Pouard affirms that need for seamless blockchain interactions, and says that the “regulatory framework should mature enough” in the meantime for such open asset economies to flourish. But in the short term, he says, it’s really all about making games that people want to play.

“The main short-term challenge is simply to build good games for players and not only for speculators,” says Pouard. “It’s important to find the right business model for a game, but it’s not the business model that brings fun to the players. We believe that the creation of stable coins will help a lot to [leave] the speculation behind us and focus on the true benefits of the tech, for the players.”

The tipping point for blockchain games?

When will blockchain gaming escape that so-called “niche of a niche” and become something that large numbers of players engage with?
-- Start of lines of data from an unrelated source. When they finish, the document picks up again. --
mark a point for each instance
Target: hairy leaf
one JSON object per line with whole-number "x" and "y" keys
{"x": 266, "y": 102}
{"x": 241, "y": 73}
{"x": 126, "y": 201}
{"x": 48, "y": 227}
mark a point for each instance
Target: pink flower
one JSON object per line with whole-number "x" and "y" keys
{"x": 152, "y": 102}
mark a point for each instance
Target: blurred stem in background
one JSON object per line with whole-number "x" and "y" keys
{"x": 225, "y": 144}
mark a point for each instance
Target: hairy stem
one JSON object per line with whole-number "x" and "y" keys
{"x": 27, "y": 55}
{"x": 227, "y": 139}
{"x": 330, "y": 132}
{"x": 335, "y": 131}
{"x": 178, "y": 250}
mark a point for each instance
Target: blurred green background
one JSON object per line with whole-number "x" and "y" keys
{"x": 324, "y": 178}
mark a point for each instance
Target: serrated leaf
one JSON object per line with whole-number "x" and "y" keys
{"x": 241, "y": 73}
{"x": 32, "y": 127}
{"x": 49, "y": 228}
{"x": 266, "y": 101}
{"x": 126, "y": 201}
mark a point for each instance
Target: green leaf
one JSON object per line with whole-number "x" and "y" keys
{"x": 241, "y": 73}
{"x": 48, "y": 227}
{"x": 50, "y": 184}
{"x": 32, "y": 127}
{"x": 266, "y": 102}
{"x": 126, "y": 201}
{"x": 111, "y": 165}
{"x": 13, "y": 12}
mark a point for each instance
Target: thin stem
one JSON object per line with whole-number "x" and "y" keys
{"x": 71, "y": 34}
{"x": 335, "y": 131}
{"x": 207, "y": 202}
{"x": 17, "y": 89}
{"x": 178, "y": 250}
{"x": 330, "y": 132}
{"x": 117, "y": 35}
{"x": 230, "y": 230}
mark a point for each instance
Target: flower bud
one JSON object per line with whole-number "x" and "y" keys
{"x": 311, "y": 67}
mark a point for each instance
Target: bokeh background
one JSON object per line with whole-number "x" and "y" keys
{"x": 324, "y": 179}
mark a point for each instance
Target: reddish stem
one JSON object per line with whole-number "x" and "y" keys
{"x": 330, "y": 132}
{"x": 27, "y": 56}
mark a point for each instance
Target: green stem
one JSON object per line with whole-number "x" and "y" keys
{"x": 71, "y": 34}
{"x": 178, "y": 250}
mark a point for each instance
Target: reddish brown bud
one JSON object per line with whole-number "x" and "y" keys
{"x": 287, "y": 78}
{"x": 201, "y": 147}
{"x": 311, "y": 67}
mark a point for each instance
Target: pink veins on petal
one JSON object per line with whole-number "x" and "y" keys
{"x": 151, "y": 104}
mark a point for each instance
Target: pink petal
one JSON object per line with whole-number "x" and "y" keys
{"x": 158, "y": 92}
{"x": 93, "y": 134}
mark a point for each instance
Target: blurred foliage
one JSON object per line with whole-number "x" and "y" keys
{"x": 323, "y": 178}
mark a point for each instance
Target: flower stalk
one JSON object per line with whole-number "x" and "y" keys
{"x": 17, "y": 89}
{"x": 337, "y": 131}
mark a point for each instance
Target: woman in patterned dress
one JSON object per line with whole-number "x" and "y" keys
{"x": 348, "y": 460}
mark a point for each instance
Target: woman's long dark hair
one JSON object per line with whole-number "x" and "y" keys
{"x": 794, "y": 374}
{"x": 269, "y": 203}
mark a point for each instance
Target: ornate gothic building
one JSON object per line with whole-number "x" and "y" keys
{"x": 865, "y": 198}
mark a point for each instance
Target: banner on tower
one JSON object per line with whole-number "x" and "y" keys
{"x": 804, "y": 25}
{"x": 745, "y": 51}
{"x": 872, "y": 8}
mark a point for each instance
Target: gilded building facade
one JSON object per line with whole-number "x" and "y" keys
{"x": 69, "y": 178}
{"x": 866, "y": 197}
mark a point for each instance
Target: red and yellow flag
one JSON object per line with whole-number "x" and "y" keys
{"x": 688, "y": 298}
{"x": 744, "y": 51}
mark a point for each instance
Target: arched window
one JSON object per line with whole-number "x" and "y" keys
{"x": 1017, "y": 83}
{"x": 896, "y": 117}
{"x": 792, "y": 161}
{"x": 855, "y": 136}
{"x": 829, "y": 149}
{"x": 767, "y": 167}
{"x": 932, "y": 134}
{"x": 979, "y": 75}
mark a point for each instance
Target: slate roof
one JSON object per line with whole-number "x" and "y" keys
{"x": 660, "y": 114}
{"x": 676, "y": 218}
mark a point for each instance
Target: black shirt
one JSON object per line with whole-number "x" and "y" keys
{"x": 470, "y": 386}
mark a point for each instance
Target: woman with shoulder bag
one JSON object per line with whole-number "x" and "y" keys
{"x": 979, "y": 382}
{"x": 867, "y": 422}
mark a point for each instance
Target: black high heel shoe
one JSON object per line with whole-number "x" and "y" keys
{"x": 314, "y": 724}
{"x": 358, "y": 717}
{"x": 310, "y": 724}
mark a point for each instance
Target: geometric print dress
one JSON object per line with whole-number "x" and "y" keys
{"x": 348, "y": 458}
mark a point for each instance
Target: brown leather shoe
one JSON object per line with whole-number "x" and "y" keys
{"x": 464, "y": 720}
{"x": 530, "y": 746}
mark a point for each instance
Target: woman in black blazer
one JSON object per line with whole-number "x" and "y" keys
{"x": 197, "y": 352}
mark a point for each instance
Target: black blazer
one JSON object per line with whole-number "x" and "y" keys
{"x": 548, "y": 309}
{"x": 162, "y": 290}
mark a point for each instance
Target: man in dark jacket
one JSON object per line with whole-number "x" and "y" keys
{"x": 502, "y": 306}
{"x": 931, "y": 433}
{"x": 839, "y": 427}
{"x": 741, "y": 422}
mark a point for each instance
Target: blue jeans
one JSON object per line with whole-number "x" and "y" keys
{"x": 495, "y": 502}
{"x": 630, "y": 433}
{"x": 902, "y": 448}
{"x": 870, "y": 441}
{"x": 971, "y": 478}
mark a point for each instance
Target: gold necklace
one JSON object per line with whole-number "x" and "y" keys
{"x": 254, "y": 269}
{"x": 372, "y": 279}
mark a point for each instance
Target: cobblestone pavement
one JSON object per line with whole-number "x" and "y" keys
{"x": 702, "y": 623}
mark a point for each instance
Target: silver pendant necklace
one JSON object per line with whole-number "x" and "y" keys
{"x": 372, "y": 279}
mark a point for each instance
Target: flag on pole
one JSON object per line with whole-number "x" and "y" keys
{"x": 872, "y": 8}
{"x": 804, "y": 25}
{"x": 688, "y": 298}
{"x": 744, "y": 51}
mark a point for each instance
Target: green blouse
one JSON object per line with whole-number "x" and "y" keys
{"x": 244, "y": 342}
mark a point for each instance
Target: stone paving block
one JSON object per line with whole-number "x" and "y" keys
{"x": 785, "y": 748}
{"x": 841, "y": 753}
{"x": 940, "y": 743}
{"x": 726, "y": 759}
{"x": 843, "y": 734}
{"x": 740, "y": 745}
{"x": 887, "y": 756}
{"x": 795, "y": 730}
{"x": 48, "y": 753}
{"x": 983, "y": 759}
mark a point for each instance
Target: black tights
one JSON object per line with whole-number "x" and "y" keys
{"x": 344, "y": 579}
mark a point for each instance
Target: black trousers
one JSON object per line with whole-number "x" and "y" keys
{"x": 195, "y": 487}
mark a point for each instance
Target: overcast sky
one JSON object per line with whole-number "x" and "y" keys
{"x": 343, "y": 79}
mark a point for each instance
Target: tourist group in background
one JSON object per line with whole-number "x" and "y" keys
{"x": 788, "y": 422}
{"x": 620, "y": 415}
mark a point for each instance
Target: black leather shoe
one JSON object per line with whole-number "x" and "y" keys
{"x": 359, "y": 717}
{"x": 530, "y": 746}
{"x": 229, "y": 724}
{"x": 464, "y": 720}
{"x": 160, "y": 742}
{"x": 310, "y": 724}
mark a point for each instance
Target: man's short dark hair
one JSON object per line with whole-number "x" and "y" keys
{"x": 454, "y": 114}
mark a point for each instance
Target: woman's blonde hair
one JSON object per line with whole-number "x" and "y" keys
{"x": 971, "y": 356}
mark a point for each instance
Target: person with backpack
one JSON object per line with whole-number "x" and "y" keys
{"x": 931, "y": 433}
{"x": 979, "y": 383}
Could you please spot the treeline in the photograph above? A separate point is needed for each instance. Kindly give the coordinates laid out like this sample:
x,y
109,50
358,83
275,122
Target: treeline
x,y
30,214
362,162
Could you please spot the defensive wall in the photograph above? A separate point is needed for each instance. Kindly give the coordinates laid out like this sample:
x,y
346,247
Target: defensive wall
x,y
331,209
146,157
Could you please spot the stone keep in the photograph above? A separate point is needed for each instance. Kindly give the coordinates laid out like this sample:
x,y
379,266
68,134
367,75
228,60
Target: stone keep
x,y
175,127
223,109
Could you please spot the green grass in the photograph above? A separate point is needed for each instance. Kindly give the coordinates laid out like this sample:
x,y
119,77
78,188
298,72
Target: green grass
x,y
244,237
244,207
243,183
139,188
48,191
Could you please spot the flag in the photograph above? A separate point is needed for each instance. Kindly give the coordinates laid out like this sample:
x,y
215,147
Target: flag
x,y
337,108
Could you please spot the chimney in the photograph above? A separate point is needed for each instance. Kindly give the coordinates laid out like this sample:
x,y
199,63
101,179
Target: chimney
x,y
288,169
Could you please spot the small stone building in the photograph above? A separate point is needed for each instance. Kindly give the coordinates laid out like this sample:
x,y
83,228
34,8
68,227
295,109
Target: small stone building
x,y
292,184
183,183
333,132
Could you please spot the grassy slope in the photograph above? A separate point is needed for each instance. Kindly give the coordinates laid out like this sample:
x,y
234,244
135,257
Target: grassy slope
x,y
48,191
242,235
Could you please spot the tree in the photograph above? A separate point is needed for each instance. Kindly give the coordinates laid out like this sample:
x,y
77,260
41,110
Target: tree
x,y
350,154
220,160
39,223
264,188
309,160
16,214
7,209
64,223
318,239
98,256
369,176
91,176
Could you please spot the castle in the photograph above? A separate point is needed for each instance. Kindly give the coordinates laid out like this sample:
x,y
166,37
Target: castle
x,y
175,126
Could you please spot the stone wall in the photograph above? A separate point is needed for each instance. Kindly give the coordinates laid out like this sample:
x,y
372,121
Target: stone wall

Will there be a tipping point?


“It’s important to remember that blockchain is still in its early days, and it might take a while before the benefits of the technology become tangible for our industry,” says Pouard. “Nonetheless, games like Sorare, Gods Unchained, or The Sandbox are proving that it is possible to offer rather similar experiences, in terms of concepts, to what larger game companies could do, which helps growing a player-base that benefits from blockchain features beyond the niche market.”
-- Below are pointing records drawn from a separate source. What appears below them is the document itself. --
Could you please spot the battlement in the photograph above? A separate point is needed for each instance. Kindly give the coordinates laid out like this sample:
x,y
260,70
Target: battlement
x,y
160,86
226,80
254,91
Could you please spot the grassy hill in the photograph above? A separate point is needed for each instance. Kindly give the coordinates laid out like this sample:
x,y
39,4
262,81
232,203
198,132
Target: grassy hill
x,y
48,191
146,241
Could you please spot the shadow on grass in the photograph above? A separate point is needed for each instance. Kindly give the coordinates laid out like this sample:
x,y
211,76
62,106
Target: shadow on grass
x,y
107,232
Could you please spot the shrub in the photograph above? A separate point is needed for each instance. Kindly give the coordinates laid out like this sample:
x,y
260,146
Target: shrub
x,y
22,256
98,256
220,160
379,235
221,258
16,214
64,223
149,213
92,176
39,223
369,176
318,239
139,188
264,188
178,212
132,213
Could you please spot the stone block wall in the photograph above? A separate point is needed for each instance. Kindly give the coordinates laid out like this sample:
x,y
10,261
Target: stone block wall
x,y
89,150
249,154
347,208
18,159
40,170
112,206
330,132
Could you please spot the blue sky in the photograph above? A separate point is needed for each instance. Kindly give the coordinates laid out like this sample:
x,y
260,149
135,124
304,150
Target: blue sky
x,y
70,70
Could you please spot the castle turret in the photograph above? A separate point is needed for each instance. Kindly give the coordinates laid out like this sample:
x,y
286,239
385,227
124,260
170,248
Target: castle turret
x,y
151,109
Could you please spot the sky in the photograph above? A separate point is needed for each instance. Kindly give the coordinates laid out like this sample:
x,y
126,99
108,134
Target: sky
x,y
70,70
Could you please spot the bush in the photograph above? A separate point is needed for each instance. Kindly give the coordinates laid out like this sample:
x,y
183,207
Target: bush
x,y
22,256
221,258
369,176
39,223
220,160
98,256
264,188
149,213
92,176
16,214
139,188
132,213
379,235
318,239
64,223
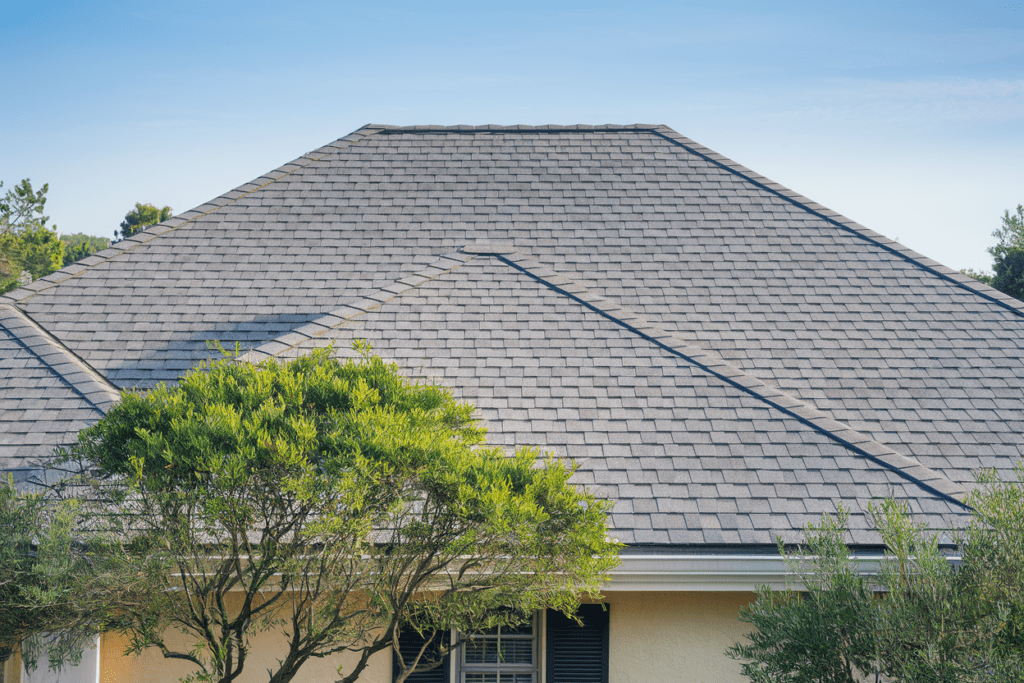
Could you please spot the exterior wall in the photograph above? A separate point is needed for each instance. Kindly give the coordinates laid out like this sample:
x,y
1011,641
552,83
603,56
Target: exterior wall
x,y
655,637
660,637
12,668
84,672
267,647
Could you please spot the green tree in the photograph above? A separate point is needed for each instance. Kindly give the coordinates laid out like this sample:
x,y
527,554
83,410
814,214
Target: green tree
x,y
335,502
79,246
1008,256
141,217
27,244
44,578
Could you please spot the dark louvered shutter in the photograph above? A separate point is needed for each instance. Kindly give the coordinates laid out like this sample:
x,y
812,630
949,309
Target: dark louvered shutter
x,y
410,643
578,653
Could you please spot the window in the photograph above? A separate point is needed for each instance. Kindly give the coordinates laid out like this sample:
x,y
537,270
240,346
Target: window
x,y
503,655
571,652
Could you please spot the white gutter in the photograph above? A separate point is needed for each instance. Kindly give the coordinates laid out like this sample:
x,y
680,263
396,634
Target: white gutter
x,y
710,572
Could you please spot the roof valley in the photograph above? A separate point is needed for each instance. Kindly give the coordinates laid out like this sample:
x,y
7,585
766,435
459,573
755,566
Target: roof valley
x,y
73,371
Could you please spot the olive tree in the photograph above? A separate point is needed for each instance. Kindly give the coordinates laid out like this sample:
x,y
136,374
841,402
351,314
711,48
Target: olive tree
x,y
46,607
929,615
335,503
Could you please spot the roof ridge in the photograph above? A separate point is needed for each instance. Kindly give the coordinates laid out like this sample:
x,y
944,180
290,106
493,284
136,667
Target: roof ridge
x,y
318,327
554,128
860,443
708,360
175,222
943,271
79,375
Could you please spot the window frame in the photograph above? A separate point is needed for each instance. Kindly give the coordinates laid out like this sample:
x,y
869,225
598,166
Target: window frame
x,y
535,670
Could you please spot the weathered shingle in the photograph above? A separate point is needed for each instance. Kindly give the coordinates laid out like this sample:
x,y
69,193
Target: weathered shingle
x,y
823,364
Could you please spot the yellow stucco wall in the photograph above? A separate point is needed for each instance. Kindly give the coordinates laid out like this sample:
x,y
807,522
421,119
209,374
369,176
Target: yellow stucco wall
x,y
675,637
12,668
657,637
151,667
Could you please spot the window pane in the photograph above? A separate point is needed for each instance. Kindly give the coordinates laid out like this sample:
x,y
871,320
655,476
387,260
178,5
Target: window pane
x,y
517,650
481,650
524,630
517,678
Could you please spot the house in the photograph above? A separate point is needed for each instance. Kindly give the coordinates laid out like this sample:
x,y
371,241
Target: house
x,y
724,358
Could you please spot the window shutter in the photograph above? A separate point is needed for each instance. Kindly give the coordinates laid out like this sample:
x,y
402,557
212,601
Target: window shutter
x,y
410,643
578,653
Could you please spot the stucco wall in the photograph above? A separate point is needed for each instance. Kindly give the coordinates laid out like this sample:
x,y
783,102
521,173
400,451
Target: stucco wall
x,y
653,638
151,667
675,637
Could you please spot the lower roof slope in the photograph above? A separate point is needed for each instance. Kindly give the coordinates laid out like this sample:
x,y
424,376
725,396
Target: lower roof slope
x,y
687,458
46,395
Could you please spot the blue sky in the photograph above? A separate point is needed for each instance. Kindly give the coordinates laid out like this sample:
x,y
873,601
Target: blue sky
x,y
905,117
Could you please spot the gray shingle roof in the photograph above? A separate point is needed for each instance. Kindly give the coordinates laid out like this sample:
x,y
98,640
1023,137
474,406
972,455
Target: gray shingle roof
x,y
46,394
893,364
688,452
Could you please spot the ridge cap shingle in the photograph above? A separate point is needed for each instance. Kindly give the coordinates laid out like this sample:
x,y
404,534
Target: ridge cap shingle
x,y
930,480
354,308
708,360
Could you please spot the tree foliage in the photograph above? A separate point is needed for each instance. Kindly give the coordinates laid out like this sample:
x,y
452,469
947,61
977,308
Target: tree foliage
x,y
333,501
79,246
922,620
1008,256
27,243
44,578
824,634
141,217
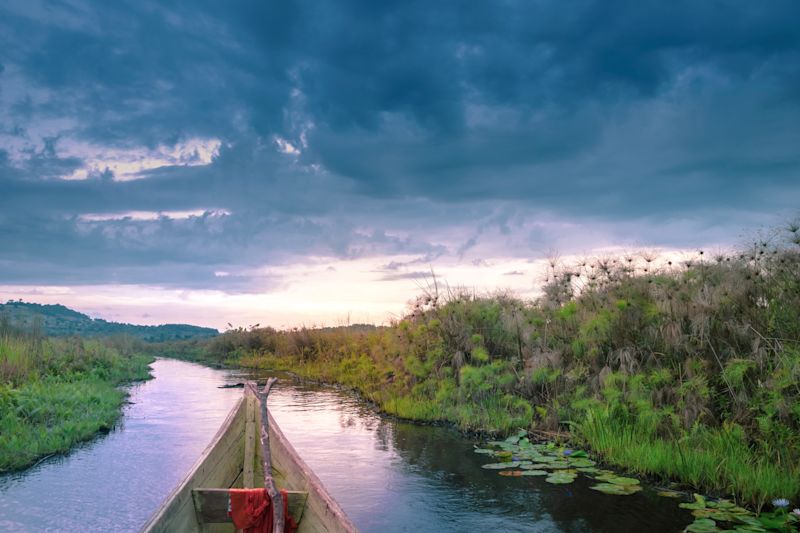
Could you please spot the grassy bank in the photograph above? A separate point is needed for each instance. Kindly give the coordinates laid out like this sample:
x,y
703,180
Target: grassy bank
x,y
686,370
55,393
Veigar Pétursson suggests that it could be another five to 10 years before there’s a true breakout blockchain game, and that it may not be a game that is a huge hit upon release—it could be a slow-burning success that eventually becomes a sensation. "I'm not sure necessarily that it will be a tipping point,” he says. “But you could foresee a time where there's a killer app, where you just really have to get involved regardless of whether you need to figure something out, and that pulls in a wave of people and kind of starts an avalanche."

He points to the evolution of modern virtual reality, suggesting that lightsaber-swinging rhythm game Beat Saber is arguably VR’s killer app. Beat Saber has continually grown in visibility and popularity over the last couple years, but it has been eight years since the first Oculus Rift ushered in this era of VR technology. Could crypto gaming have a similar timeline before there’s a truly essential, must-play game that appeals to a wide segment of the gaming audience?
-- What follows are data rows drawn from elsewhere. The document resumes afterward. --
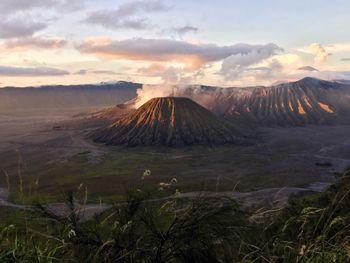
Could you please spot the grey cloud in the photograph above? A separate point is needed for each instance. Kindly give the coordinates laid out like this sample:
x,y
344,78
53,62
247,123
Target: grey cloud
x,y
191,54
125,15
31,72
12,6
16,27
81,72
308,68
97,72
236,64
104,72
35,42
185,29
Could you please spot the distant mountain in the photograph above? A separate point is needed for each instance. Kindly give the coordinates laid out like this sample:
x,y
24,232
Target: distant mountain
x,y
72,96
308,101
172,122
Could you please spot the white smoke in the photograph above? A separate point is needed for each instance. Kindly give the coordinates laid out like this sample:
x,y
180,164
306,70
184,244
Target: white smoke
x,y
206,96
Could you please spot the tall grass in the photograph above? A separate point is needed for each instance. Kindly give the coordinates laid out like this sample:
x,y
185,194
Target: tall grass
x,y
313,228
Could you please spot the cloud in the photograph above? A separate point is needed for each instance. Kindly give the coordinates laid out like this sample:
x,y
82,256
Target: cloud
x,y
13,6
169,74
97,72
234,65
320,53
126,15
35,42
166,50
104,72
307,68
31,72
184,30
81,72
12,27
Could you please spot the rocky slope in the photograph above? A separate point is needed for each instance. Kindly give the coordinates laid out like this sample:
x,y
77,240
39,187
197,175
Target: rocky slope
x,y
308,101
170,121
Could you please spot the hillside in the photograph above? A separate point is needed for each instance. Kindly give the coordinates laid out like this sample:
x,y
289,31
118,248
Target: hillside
x,y
170,121
308,101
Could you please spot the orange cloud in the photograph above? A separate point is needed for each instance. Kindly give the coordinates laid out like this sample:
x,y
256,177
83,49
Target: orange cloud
x,y
191,55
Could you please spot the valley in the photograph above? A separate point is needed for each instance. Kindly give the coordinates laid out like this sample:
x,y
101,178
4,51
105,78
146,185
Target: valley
x,y
48,155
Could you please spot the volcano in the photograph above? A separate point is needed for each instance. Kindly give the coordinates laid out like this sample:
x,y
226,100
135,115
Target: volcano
x,y
170,121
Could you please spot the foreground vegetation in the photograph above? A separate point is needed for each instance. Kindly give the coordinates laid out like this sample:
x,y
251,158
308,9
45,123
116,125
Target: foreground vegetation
x,y
314,228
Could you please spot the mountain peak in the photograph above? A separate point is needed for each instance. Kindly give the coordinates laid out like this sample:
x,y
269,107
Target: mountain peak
x,y
170,121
"Maybe if we start the clock at CryptoKitties—maybe 10 years after CryptoKitties you will be able to find something that is truly a killer app for crypto,” says Veigar Pétursson.

Maybe 10 years after CryptoKitties we’ll have something that is truly a killer app for crypto

Hilmar Veigar Pétursson

Ultimately, as Ubisoft’s Pouard points out, blockchain and crypto are tools that can drive new and enticing experiences, but they’re not the experience itself. It’s up to developers to create brilliant games that use that technology to heighten and enhance that experience, rather than focusing on the tech above all.

“It is difficult to foresee a specific tipping point, I think things will evolve gradually,” he says. “We can assume that a huge IP using non-fungible tokens could potentially significantly increase the adoption. Yet, in the end, blockchain is a technology that we, world-creators, use to offer entertaining and memorable experiences to players—but what drives the industry is the success of amazing games.”